Au goûter d’anniversaire, l’amie chez qui nous passions l’après-midi était fière de nous dire qu’elle avait la cassette vidéo de La Petite Sirène, la vraie, pas celle de Walt Disney, celle où la petite sirène meurt à la fin. J’avais sept ans et j’avais perdu mon père depuis peu. La mort était quelque chose qui faisait complètement partie de ma vie d’enfant. Elle avait emporté ce père que j’aimais tant. Ayant senti l’intérêt que je portais à cette histoire tragique et que je n’avais encore jamais vue, la mère de Fanny m’en fit une copie. J’ai regardé cette cassette chaque mercredi que Dieu a fait, jusqu’à mes dix ans.
 
Le salon de la villa Sainte-Thérèse.
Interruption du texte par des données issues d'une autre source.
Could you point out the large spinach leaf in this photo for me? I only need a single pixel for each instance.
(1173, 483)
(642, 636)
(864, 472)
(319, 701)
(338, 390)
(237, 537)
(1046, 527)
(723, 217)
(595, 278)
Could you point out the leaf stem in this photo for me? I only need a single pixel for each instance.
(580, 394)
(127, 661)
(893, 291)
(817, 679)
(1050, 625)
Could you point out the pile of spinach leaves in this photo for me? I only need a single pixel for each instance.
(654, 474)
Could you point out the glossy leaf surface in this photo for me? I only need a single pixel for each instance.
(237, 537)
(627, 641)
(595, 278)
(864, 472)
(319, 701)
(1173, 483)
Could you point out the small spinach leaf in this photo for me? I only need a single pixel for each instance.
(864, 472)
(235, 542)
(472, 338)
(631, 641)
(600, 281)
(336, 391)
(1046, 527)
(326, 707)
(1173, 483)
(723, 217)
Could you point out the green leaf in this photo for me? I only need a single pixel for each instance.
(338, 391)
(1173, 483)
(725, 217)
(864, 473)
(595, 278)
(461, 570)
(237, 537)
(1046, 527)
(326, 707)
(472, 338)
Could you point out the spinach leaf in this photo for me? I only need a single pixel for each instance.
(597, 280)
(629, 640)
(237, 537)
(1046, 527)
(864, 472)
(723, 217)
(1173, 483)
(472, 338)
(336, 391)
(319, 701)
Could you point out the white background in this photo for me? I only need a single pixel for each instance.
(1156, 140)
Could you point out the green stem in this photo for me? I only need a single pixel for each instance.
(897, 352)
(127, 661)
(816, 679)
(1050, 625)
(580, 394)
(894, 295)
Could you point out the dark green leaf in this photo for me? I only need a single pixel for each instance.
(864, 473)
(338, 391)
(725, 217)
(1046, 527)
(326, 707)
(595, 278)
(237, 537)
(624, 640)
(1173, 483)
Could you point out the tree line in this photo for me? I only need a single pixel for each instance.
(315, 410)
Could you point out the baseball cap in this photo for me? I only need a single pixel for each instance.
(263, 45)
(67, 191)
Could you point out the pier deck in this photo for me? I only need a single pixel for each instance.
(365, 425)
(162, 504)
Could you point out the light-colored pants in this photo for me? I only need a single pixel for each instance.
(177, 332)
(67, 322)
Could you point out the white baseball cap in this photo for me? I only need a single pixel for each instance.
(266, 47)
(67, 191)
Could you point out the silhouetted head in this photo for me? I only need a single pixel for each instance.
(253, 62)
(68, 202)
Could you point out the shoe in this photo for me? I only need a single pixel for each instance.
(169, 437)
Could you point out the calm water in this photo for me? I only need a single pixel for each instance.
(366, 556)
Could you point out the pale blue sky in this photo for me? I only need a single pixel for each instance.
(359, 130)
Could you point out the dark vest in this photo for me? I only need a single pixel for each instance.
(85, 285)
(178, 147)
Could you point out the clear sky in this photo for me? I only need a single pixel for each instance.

Sa moquette vert bouteille. Je sors la cassette de son carton, la glisse dans le magnétoscope, la rembobine, m’installe sur le canapé Chesterfield en cuir marron, les pieds dans le creux du canapé, les mains entre mes genoux, dans mon pyjama bleu en éponge. Après quelques secondes, le film commence.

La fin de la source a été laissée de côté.